The city's multiculturalism is on full display in the ad, which also features LGBT couples and the catchphrase, "All flavours are welcome" — conscious choices that Weir says are meant to reflect Toronto's "idealism and diversity."
'One of the best ads I've seen'
"It's one of the best ads I've seen — ever — for a city," says advertising expert David Soberman, a Rotman School of Management marketing professor.
The spot was developed in partnership with marketing powerhouse J. Walter Thompson and a variety of Toronto-based actors, models and post-production houses.
- Record number of visitors expected in 2016, Tourism Toronto says
- Canada No. 1 on New York Times list of top 2017 travel destinations
Geared towards international travellers, the campaign is launching first in the American market.
Soberman says the vibe could appeal to a younger American demographic, thanks to familiar imagery like Blue Jays right fielder José Bautista's meme-inducing 2015 bat flip.
"That's who the message is going to resonate with," he says. "Not the people voting for Donald Trump."
So was the video meant to be a response to the current state of affairs in the U.S.? Weir says no.

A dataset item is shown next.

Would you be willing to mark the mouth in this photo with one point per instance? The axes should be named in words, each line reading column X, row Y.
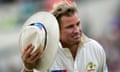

The campaign was actually developed last summer, with video shot in October, he explains. "It's not a response to any particular political personalities or administrations."
Marc Gordon, a Thornhill-based customer experience and marketing expert, praised the ad's "fantastic" production and says it could be a polarizing conversation-starter south of the border.
"The ad is not subtle when it comes to conveying our openness to the LGBT community, to multiculturalism, to immigration," he says.
Sure, a chunk of the American population might not embrace those messages, but Gordon says an even bigger portion could see it as a "breath of fresh air."
"I don't know if the ad is going to get people rushing to the airport to come here," he adds. "Having said that, I do think it could lead to a lot of dialogue."
Toronto portrayed as 'Canada's downtown'
But not everyone thinks the campaign hit the mark.
Toronto-based copywriter and marketing and branding consultant Debra Stuart says the video's key messages are "lost on the viewer," thanks to the rapid cuts and changing viewpoints.
"There is not one tagline or positioning statement to unify the message, make it memorable and help the viewer connect the dots," she says.
But to Weir, the key theme is that of Toronto being "Canada's downtown" — a vibe that differentiates the city from Chicago, New York, Miami, or any other American hotspots.
"It's about being a big, global city with a distinctly Canadian feel and perspective," he says.
City likely broke tourism record for 2016
The campaign comes at a time of booming tourism in Toronto.
While Weir says the final 2016 tourism numbers are still being tallied by Tourism Toronto, the city was on track to top 2015's record-setting 14 million overnight visitors, thanks to steady growth from the key markets like the U.S., the U.K., China, Germany, Japan and Mexico.
Funded by the Greater Toronto Hotel Association's Destination Marketing Program, the international marketing efforts will roll out online through the spring with more videos and digital ads, reaching consumers through "sophisticated behavioural targeting," says Tourism Toronto in a press release.